空にはまだ星が残っている。辺境の夜明けは、中央より遅い。


ポムを膝に乗せ、資料の入った鞄を抱える。

鞄の中には、ヴェルデン商会の契約書の写しと、市場の分析データが入っている。


カイルが見送りに出てくれた。

まだ暗い商会の前で、ランタンの灯りが二人の間を照らしている。


「気をつけろ。あの街は、お前を捨てた場所だ」


「分かっています」


「無理はするな。何も取れなくても、帰ってこい」


その言葉に、少し詰まった。

「帰ってこい」と言われたのは、いつ以来だろう。


「——待ってるからな」


短い言葉。けれど、背中を押すには十分だった。


ルチアが走ってきて、布に包んだ何かを押しつけた。


「お弁当! 道中お腹空くでしょ!」


「ありがとう、ルチア」


トーマは見送りに出てこなかった。けれど、馬車に乗り込む時、二階の窓にちらりと人影が見えた。分厚い眼鏡の反射が、ランタンの光を跳ね返していた。


馬車が走り出す。

振り返ると、カイルがまだ立っていた。

ランタンを持った姿が、夜明けの薄暗がりの中で小さくなっていく。


中央までは丸一日の旅だった。

ポムは最初は窓の外を眺めていたが、やがて膝の上で丸くなって眠った。

ルチアの弁当を開けると、素朴なパンとチーズ、干し肉。それに小さなメモが挟んであった。


「リーネさんなら大丈夫!」


ルチアの字は、初めて会った頃よりずっと整っていた。

まだ少し歪んでいるけれど、一文字ずつ丁寧に書いてある。


目頭が熱くなった。パンを一口かじる。素朴な味が、今はごちそうだった。



中央の街並みは変わっていなかった。

石造りの大通り。華やかな看板。行き交う馬車。

色とりどりの旗が風に揺れ、商店の呼び込みの声が響いている。


半年前まで毎日歩いていた道だ。

けれど、わたしの目には前と違って映った。


以前は、この華やかさの中に自分の居場所を探していた。

一歩でも早く歩いて、一秒でも長く働いて、認められたいと必死だった。

けれど今は、この通りの裏にある数字のことを考えている。

あの看板の商店も、ゲイル商会の仲介で仕入れをしているのだろうか。この華やかさの代償を、どこかの辺境が払っているのだろうか。

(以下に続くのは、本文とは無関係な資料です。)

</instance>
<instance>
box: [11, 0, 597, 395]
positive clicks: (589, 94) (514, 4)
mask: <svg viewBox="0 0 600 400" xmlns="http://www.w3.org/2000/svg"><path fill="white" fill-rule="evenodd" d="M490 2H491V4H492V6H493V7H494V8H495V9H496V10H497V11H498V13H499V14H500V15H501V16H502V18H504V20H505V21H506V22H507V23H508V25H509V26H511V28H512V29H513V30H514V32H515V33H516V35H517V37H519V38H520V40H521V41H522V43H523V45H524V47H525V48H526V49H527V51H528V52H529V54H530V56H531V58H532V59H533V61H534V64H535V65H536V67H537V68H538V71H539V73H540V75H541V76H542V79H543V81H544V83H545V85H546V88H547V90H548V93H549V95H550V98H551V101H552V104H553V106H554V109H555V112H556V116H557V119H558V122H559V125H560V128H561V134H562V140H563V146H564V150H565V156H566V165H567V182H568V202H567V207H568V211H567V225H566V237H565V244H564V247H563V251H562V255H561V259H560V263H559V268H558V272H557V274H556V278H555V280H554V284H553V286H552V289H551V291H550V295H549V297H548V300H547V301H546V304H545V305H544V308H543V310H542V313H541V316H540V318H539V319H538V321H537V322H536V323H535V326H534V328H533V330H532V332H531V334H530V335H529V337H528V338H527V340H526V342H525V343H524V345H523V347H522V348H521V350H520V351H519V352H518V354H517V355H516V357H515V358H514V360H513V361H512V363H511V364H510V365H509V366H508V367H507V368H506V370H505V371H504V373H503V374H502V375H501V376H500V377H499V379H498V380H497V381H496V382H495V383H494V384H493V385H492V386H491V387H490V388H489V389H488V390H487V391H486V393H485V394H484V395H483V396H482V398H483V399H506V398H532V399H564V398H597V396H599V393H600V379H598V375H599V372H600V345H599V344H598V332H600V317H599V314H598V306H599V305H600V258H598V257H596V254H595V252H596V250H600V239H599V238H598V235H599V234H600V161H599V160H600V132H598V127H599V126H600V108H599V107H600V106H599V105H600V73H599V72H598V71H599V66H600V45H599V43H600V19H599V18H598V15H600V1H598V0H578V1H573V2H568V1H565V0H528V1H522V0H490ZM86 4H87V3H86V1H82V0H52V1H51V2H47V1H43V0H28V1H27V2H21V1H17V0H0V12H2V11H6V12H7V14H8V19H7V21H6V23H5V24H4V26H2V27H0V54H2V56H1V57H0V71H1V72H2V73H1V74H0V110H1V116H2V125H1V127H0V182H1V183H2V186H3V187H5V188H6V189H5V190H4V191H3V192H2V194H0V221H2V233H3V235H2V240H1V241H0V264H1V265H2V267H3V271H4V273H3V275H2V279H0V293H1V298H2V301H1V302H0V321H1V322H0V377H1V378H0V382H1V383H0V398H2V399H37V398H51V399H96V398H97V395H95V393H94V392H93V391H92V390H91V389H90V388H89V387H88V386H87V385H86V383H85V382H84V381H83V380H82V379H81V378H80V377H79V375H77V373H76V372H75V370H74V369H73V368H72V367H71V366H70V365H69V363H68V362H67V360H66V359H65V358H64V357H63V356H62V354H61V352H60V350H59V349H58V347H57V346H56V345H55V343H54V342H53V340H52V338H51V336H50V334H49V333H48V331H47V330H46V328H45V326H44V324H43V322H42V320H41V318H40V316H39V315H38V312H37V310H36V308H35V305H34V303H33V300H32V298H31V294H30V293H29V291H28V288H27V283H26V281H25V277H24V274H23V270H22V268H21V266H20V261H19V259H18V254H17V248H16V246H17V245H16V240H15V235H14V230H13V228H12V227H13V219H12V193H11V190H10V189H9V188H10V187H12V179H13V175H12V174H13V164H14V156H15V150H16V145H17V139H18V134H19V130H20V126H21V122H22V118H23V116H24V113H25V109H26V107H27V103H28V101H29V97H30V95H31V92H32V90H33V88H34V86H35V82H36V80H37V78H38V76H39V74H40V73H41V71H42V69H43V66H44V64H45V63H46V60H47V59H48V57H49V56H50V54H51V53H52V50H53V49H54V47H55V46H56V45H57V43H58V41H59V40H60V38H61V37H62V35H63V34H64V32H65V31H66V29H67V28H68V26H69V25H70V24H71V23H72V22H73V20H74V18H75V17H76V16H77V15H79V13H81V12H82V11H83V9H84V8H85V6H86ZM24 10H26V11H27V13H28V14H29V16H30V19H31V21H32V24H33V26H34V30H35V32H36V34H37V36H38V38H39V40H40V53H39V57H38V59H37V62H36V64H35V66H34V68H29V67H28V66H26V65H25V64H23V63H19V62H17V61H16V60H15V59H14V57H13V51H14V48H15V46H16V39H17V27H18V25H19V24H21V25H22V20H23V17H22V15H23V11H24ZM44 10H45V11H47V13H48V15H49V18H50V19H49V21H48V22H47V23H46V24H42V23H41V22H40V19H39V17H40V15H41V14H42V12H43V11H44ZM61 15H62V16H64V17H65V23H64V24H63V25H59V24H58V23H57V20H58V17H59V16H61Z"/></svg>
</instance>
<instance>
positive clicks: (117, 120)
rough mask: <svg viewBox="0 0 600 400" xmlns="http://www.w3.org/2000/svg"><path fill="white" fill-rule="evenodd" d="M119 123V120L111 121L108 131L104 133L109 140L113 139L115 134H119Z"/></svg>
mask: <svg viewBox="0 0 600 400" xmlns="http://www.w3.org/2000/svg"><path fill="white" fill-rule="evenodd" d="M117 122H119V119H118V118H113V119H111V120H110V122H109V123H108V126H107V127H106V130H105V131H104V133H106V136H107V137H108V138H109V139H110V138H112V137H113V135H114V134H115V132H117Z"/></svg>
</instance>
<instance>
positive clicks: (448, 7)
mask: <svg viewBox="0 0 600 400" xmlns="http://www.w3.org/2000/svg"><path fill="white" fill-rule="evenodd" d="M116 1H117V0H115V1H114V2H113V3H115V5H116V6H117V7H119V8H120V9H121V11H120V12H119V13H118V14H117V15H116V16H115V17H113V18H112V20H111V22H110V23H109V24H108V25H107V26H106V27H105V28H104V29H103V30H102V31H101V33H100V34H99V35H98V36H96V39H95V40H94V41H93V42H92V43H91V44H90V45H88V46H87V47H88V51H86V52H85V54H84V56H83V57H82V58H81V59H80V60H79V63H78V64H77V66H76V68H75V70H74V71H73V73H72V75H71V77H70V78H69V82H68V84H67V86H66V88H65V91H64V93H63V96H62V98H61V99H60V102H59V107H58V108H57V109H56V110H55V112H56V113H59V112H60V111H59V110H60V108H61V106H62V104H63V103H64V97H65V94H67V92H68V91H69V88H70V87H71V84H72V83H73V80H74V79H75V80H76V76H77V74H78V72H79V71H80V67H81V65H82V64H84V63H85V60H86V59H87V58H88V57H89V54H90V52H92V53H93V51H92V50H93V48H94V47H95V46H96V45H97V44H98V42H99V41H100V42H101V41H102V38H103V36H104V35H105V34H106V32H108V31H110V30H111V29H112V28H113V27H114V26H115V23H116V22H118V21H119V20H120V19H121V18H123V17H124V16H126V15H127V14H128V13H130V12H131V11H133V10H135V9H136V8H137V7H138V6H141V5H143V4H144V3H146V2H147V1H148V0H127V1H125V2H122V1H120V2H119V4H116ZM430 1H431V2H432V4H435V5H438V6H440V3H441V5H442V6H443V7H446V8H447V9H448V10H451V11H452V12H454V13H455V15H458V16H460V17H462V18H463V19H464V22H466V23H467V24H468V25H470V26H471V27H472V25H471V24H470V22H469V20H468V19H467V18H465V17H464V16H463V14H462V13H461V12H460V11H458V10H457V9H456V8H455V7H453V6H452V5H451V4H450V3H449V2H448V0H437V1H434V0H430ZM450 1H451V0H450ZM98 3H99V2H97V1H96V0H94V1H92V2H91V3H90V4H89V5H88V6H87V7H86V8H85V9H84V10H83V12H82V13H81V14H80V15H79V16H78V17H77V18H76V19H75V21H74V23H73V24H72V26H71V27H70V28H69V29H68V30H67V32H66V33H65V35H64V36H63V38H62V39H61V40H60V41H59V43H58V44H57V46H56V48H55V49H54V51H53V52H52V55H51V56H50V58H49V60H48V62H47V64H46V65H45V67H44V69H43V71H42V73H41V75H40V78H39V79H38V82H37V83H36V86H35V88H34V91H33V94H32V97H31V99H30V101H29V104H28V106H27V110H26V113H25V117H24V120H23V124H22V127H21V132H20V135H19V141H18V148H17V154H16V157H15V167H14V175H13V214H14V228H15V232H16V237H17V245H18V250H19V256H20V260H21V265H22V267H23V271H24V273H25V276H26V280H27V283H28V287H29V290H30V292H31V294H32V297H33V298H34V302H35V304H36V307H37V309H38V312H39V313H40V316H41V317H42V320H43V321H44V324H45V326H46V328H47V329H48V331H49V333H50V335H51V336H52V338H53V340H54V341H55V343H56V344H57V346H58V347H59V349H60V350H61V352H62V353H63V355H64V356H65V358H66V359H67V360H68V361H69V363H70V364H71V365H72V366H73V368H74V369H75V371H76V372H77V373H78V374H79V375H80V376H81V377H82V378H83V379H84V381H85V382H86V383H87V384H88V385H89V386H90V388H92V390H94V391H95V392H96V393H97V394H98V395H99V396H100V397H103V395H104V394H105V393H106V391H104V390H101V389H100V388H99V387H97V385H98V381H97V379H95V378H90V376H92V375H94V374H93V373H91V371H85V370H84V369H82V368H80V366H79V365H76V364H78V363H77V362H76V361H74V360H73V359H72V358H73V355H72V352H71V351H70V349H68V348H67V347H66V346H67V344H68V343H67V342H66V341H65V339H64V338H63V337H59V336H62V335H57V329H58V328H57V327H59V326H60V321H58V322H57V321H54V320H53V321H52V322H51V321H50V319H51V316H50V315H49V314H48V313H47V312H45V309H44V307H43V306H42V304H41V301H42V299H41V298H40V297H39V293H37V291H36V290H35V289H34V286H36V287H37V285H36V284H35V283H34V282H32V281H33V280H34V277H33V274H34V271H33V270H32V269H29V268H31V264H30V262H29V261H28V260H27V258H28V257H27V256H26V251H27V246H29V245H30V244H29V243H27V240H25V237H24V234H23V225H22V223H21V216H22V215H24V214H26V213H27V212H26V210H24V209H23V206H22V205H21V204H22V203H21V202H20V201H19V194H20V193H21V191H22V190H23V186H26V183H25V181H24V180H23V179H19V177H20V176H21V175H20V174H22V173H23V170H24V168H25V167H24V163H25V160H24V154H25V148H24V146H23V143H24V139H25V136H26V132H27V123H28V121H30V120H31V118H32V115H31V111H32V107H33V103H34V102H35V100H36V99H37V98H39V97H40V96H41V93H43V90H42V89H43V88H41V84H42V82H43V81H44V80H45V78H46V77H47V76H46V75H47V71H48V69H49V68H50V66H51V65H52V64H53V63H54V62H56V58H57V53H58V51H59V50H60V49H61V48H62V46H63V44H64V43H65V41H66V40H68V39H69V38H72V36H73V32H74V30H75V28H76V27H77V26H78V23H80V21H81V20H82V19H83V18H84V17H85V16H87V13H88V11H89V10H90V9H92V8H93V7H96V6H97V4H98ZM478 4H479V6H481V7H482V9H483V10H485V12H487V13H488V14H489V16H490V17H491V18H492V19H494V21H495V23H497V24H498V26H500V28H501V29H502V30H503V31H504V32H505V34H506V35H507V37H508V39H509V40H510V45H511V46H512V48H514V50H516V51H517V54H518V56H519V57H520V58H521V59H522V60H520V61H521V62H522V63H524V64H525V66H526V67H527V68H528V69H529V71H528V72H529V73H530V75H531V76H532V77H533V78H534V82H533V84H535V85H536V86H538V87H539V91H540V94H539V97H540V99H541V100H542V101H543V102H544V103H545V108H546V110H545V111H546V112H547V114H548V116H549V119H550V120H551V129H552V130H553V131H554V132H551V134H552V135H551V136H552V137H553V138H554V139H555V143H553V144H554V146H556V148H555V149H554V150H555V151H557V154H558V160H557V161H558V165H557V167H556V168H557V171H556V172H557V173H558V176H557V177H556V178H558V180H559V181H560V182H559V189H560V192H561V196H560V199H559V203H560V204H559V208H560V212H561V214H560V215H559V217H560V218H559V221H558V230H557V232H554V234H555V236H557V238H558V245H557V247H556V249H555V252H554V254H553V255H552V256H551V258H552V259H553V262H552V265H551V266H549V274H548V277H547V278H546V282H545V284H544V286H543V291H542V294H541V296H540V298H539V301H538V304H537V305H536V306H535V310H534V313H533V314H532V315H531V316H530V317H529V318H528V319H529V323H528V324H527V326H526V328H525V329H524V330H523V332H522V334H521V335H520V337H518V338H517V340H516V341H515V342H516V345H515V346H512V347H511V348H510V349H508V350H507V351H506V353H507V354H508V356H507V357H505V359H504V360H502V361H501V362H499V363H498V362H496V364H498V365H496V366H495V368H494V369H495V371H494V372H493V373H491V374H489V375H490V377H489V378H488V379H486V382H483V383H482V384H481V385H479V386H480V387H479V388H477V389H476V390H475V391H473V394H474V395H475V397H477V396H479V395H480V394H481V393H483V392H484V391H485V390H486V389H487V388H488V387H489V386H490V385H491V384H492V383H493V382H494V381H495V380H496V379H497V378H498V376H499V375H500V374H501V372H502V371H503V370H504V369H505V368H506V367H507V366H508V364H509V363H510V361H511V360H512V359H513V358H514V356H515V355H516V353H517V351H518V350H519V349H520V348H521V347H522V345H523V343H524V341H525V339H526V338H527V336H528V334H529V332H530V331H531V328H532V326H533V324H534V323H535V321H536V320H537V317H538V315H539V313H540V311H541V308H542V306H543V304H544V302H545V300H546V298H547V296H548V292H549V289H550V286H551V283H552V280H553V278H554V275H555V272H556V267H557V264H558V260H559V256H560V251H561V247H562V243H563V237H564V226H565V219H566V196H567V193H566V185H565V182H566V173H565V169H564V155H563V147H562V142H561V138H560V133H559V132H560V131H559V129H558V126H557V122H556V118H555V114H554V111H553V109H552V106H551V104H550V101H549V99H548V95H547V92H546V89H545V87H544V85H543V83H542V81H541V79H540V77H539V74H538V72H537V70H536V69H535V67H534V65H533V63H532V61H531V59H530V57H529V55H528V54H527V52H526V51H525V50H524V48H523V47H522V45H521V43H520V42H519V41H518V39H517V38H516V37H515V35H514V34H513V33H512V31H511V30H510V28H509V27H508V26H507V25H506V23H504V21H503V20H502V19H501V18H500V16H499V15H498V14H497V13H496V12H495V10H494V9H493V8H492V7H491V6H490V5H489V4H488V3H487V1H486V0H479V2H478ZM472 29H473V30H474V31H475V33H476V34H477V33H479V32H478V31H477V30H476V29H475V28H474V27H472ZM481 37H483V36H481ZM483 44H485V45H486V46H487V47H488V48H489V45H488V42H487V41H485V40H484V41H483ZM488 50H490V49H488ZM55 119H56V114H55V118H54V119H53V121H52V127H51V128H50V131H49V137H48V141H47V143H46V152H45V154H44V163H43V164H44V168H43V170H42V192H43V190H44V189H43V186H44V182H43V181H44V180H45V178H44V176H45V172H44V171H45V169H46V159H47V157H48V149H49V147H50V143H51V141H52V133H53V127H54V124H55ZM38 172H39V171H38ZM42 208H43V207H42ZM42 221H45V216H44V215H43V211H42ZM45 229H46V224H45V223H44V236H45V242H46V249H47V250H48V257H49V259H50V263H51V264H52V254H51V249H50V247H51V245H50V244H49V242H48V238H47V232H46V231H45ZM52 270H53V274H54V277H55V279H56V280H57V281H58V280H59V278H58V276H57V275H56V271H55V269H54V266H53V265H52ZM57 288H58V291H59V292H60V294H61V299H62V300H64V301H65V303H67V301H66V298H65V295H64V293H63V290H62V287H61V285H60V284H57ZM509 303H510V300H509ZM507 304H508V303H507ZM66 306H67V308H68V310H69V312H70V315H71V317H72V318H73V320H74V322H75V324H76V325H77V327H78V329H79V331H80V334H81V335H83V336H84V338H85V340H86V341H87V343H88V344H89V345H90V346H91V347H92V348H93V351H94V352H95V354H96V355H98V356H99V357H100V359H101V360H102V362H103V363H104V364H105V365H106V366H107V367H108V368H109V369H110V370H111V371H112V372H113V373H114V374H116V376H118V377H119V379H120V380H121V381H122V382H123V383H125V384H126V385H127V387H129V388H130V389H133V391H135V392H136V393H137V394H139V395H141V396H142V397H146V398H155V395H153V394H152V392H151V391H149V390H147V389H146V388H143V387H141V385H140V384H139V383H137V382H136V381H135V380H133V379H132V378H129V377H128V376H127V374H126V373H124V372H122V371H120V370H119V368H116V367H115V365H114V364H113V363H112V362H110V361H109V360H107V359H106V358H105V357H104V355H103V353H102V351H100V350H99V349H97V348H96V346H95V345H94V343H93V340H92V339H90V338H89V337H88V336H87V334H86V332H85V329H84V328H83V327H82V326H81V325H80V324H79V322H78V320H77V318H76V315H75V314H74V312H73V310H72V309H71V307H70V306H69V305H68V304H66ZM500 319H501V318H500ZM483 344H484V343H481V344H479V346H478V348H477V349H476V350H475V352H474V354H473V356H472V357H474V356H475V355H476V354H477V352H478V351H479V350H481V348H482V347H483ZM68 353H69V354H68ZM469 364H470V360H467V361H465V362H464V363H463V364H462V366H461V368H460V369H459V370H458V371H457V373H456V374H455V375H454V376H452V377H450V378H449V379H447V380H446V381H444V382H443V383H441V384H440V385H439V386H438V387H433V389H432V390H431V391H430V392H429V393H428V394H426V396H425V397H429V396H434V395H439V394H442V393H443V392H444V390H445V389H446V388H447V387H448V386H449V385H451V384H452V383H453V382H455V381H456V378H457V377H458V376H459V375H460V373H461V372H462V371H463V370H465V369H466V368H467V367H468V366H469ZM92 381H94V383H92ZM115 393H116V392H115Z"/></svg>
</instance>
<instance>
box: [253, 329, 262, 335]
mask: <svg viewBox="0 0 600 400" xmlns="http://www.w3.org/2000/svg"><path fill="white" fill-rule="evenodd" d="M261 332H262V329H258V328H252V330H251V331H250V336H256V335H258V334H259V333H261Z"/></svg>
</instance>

ここはもう、わたしの場所ではない。そのことが、今は苦しくなかった。

むしろ、清々しいとさえ思った。ヴェルデンの冷たい風の方が、わたしには合っている。


旧勤務先のダイス商会に向かう道で、聞き覚えのある甲高い声が耳に入った。


「あら。まさか、リーネ?」


マリス・フォーリー。金髪巻き毛に、派手な宝飾品。

取り巻きを二人連れている。いつもの光景だ。


「辺境から何の用? 聞いた話だけど、あちらの商会、もうすぐ潰れるんでしょう? 可哀想に。行く先々で不幸を撒き散らすのね」


取り巻きが忍び笑いをする。マリスの唇が得意げに歪んだ。


以前なら、この声だけで足がすくんだだろう。

心臓が縮み、視線を落とし、早足で逃げていただろう。


けれど今、わたしの足は止まらなかった。


「ごきげんよう、マリスさん。お元気そうで何よりです」


それだけ言って、歩き続けた。


背後でマリスが何か言っていた。声のトーンが上がっている。無視されたことが気に入らないのだろう。

けれど、振り向かなかった。


半年前のわたしなら、あの言葉に傷ついて立ち止まっていた。

今は、足が止まらない。わたしを待っている人たちがいる。ルチアの笑顔。トーマの茶。カイルの「待ってるからな」。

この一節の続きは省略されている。